Figure 1.. Restricted Cubic Spline Curve of Estimated Glomerular Filtration Rate and the Hazard Ratio for Hydroxychloroquine Retinopathy
The curve was constructed using a multivariable Cox proportional hazards regression model, adjusting for age, sex, race and ethnicity, hydroxychloroquine weight-based dose, and cumulative hydroxychloroquine dose in first 5 years of use. Estimated glomerular filtration rate was assessed at 5 years of hydroxychloroquine use. Hydroxychloroquine retinopathy was assessed through 15 years of follow-up. The smoothed curve was fitted with restricted cubic splines with knots at 40, 60, and 90 mL/min/1.73 m2 or more.

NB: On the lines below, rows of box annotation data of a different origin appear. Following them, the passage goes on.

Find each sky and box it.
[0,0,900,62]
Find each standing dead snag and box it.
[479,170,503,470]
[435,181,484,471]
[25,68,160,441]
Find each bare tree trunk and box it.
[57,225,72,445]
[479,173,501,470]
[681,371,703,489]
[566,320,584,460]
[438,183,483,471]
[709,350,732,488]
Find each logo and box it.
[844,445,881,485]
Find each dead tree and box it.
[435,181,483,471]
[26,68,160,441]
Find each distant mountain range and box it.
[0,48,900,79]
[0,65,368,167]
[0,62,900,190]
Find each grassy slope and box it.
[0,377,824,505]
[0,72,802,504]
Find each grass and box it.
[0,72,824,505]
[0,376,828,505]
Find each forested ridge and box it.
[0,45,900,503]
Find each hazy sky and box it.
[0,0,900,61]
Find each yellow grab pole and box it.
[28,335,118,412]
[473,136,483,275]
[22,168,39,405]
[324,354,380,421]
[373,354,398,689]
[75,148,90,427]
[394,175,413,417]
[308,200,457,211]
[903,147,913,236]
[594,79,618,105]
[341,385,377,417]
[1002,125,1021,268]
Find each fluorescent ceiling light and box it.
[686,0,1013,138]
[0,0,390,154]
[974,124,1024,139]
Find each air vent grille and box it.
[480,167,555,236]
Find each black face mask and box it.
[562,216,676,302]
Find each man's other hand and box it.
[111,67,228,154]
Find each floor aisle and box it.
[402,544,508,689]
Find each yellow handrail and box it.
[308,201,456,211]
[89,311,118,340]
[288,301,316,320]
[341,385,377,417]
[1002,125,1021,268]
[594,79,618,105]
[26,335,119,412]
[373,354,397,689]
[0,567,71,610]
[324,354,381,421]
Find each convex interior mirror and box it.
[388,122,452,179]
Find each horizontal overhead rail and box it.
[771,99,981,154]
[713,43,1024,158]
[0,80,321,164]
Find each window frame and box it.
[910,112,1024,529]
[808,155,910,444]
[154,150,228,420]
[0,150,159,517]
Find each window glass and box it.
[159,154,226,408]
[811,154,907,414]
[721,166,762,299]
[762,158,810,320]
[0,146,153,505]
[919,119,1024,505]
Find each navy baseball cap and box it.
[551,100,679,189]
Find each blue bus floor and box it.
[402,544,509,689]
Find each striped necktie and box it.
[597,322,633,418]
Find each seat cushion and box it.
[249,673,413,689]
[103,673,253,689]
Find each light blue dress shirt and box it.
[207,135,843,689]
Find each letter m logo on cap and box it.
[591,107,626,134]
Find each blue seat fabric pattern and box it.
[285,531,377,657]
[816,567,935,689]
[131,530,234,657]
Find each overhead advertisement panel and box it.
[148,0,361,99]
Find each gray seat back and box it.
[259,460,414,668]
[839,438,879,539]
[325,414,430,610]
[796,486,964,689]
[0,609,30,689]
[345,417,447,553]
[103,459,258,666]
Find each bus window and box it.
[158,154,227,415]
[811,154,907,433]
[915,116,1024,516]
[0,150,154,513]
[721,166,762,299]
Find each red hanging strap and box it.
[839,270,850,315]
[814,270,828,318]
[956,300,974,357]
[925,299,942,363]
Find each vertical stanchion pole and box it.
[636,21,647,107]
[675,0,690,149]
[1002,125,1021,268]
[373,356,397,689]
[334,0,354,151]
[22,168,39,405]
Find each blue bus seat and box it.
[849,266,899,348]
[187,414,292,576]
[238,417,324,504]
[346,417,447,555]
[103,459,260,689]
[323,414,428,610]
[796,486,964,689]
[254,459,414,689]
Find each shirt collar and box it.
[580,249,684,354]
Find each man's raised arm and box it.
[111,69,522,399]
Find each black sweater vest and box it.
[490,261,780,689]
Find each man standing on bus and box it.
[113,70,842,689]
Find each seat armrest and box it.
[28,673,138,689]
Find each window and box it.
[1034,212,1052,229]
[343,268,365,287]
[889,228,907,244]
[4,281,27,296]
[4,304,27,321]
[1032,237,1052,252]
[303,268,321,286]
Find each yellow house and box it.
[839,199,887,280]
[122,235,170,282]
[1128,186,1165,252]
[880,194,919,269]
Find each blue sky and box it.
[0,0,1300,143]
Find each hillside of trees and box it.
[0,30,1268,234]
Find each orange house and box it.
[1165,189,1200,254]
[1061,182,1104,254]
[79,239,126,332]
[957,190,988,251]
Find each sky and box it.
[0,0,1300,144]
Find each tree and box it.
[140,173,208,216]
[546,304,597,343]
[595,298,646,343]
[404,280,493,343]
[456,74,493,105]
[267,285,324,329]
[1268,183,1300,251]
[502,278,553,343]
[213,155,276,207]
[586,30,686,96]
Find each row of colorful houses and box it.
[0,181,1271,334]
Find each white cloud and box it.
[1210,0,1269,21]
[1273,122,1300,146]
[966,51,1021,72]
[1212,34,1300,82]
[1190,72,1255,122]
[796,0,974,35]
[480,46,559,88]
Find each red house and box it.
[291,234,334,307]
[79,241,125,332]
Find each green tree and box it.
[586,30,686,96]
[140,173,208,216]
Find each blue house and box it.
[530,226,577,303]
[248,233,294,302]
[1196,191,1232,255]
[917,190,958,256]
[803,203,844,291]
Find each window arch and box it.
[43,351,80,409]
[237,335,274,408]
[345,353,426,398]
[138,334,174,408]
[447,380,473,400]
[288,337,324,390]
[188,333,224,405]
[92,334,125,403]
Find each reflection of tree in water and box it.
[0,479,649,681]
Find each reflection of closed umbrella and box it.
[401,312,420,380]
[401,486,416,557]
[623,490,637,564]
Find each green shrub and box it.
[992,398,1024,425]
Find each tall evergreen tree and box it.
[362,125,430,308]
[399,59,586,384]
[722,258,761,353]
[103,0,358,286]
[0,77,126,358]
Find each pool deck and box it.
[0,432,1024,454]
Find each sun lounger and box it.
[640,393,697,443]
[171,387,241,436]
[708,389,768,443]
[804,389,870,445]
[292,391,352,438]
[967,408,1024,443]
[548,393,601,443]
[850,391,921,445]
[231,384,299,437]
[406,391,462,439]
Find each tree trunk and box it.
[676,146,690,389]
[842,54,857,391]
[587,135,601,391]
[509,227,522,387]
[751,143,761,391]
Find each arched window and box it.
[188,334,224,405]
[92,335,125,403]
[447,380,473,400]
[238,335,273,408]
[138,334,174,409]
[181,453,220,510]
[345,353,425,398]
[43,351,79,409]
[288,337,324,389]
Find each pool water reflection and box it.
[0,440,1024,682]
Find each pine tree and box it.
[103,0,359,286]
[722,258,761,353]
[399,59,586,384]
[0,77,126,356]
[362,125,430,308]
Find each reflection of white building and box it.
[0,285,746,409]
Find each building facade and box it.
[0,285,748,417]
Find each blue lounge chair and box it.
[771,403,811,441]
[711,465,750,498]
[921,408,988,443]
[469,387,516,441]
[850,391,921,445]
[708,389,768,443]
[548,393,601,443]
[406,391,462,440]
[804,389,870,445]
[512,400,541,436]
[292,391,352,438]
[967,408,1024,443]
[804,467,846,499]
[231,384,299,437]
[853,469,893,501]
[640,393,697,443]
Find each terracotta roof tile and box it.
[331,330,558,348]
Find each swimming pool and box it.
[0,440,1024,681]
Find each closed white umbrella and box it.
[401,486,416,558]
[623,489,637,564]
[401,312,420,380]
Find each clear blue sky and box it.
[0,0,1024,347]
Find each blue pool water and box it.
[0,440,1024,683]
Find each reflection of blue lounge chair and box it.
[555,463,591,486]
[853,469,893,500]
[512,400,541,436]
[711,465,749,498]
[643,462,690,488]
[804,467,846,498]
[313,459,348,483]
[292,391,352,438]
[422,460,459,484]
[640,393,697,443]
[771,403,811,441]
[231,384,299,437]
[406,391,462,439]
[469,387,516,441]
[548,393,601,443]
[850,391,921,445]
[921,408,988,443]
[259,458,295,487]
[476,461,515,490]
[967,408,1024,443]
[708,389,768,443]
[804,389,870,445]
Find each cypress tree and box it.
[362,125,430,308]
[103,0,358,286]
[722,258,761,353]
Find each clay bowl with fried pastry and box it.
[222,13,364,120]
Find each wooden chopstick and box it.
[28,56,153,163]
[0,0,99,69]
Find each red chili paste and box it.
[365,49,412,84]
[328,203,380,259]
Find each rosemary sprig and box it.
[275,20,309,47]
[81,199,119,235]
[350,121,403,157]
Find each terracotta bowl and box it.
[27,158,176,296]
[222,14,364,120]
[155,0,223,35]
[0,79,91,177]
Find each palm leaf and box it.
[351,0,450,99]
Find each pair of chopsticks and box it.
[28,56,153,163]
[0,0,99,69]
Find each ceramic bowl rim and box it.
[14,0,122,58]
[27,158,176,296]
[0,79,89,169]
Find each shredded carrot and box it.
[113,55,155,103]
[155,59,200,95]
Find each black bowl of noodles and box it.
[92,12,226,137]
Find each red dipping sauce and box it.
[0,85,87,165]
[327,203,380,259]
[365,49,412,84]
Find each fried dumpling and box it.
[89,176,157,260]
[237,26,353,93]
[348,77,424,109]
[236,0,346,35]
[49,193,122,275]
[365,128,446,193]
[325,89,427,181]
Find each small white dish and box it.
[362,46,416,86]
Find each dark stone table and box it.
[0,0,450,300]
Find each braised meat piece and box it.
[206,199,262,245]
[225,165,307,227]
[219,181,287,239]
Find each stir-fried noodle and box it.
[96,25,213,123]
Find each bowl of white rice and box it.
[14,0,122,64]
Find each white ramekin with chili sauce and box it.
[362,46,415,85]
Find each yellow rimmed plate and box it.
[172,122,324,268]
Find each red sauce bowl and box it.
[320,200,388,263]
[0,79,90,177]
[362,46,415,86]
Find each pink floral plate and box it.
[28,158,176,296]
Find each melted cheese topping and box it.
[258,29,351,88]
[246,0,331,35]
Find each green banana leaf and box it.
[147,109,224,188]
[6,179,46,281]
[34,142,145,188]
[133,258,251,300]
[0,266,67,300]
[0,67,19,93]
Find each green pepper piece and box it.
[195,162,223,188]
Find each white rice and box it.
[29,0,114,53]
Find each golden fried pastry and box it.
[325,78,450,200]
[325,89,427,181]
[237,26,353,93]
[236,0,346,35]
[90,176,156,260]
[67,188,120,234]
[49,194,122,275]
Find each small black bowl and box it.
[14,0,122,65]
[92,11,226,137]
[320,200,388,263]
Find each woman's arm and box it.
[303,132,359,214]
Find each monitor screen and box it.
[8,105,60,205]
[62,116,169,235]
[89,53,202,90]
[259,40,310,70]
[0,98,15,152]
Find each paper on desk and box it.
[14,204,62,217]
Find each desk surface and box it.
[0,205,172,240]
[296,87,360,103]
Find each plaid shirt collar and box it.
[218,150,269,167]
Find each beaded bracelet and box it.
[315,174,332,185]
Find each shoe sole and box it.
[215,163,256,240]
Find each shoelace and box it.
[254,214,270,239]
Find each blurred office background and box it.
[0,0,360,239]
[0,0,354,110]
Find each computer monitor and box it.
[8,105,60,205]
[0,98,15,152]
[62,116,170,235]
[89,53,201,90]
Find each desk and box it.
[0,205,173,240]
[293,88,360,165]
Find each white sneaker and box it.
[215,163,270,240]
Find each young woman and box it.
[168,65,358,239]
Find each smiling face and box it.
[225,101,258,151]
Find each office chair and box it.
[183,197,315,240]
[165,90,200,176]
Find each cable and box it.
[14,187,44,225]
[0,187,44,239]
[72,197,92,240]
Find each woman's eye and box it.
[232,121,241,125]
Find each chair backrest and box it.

The reference estimated glomerular filtration rate was 90 mg/min/1.73 m2. The horizontal dashed line indicates a hazard ratio of 1.0. The shaded region indicates the bounds of 95% CIs for the restricted cubic spline curve.
Figure 2.
Figure 2.. Weight-Based Hydroxychloroquine Dose and the Risk of Hydroxychloroquine Retinopathy After 15 Years of Use
The curve was constructed using a multivariable Cox proportional hazards regression model, adjusting for age, sex, race and ethnicity, indication for hydroxychloroquine use, and chronic kidney disease. Hydroxychloroquine dose was assessed at 5 years of hydroxychloroquine use. Hydroxychloroquine retinopathy was assessed through 15 years of follow-up. The smoothed curve was fitted with restricted cubic splines with knots at 4, 5, and 6 mg/kg/d. The reference weight-based dose was 5 mg/kg/d. The horizontal dashed line indicates a hazard ratio of 1.0. The shaded region indicates the bounds of 95% CIs for the restricted cubic spline curve.